Fisher notes that patients with complex or peculiar anatomies may not be optimally treated by cryo, which then may require a repeat procedure. “There are individuals, and they have come through some of the trials, where the veins simply do not get isolated or where you go back and the veins apparently have been isolated but reconnect, which means they weren’t isolated in the first place,” he says. “For those patients, touchups are often done by radiofrequency because probably the actual shape of the vein in that individual is too complex for the balloon tube to force it into the shape that the balloon needs to completely freeze the tissue underneath. Some of those nooks and crannies may be best approached by radiofrequency.”
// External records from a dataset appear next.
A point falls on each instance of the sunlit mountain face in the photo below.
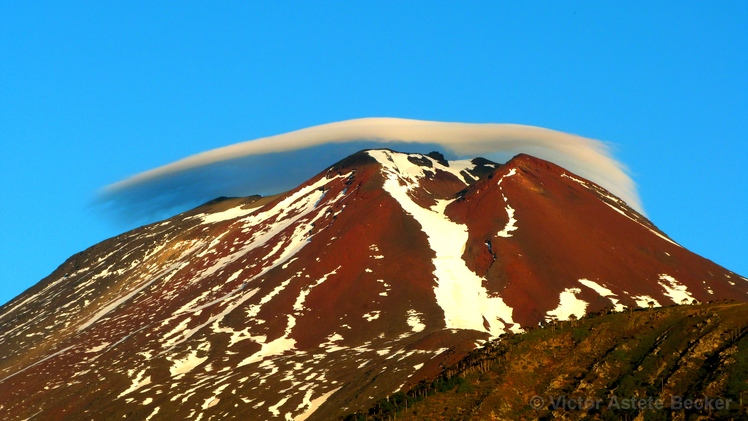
(362, 281)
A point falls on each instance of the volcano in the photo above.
(362, 281)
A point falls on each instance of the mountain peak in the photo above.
(323, 299)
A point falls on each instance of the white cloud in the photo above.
(588, 158)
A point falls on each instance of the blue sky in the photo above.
(94, 92)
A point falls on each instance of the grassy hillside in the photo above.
(681, 363)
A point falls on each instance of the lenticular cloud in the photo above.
(273, 164)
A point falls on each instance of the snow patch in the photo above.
(604, 292)
(569, 304)
(459, 291)
(675, 290)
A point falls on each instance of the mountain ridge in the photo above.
(363, 279)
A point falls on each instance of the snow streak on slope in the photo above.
(675, 290)
(569, 304)
(604, 292)
(459, 291)
(511, 225)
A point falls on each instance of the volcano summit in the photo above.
(362, 281)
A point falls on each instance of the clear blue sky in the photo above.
(93, 92)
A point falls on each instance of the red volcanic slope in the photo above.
(316, 302)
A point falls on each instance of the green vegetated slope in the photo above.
(680, 362)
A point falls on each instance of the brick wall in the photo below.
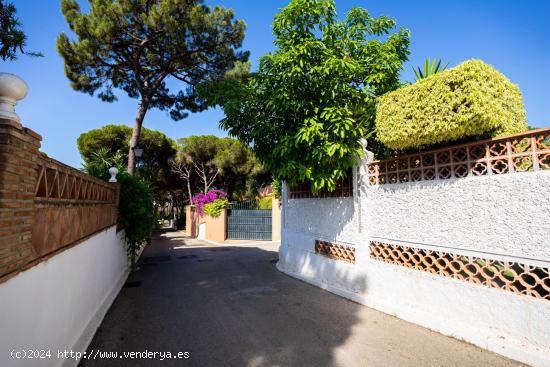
(45, 206)
(18, 174)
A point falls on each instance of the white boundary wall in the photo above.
(59, 303)
(502, 217)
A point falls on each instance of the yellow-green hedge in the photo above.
(471, 99)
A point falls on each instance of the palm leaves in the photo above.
(431, 67)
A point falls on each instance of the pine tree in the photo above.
(139, 45)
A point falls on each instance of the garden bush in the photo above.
(266, 202)
(215, 208)
(135, 212)
(202, 200)
(470, 100)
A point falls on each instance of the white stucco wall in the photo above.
(504, 217)
(503, 214)
(58, 304)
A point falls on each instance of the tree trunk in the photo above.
(136, 132)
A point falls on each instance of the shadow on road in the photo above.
(230, 306)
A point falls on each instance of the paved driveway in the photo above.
(229, 306)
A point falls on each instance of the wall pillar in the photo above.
(19, 151)
(275, 219)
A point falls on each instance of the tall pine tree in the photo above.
(138, 45)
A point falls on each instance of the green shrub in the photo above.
(135, 212)
(470, 100)
(215, 208)
(265, 202)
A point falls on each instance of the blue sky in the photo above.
(513, 36)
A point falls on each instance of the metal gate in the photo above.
(245, 221)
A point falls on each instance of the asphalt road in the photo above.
(229, 306)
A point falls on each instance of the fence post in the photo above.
(18, 177)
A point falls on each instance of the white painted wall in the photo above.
(503, 217)
(58, 304)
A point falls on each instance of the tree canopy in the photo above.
(110, 144)
(12, 38)
(138, 45)
(314, 97)
(207, 161)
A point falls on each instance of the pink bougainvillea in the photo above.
(199, 200)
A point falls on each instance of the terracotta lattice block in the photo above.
(515, 277)
(524, 152)
(334, 251)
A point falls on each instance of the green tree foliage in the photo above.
(137, 46)
(471, 100)
(431, 67)
(113, 141)
(135, 212)
(207, 161)
(313, 98)
(12, 38)
(215, 208)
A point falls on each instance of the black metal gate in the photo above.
(245, 221)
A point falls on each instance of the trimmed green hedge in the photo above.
(470, 100)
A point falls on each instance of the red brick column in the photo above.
(18, 175)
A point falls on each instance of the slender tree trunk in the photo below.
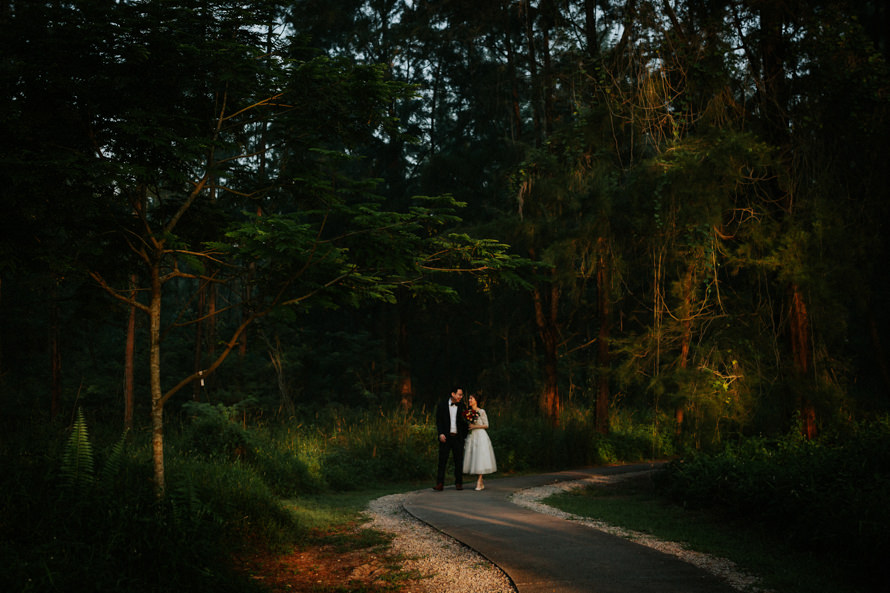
(800, 349)
(546, 305)
(590, 34)
(55, 355)
(403, 356)
(516, 113)
(603, 281)
(130, 360)
(689, 281)
(199, 340)
(525, 7)
(157, 402)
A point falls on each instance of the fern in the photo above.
(77, 458)
(114, 462)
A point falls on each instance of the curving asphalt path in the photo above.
(545, 554)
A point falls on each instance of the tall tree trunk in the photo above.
(604, 359)
(516, 111)
(55, 356)
(130, 359)
(199, 340)
(689, 282)
(157, 402)
(800, 350)
(546, 305)
(529, 18)
(590, 34)
(403, 357)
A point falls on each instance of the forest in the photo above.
(604, 217)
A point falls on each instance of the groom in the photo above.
(452, 428)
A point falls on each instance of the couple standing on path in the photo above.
(473, 454)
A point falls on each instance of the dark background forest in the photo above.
(675, 210)
(260, 240)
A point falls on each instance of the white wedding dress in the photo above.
(478, 452)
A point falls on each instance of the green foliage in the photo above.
(77, 459)
(827, 495)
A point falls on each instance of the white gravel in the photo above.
(450, 567)
(447, 565)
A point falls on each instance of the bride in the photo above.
(478, 452)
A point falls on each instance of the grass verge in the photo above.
(635, 504)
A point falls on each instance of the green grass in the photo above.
(636, 505)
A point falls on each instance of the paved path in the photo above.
(544, 554)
Cryo may open the door for two tiers of care: centers that offer balloon-based procedures in patients with paroxysmal atrial fibrillation who are younger, healthier and have few comorbidities; and other centers—tertiary care centers, centers of excellence or the like—with RF expertise and the knowledge and resources to treat complex cases.

Chun is agnostic about the energy source but finds the overall balloon concept compelling. “Cryo is just the first of a new family. I think in a few years many procedures will be done with a balloon but [with] all remaining issues … we also need a 3D mapping system and radiofrequency. It is not over for radiofrequency. It will be linked to more complex procedures and more sophisticated original ablations.”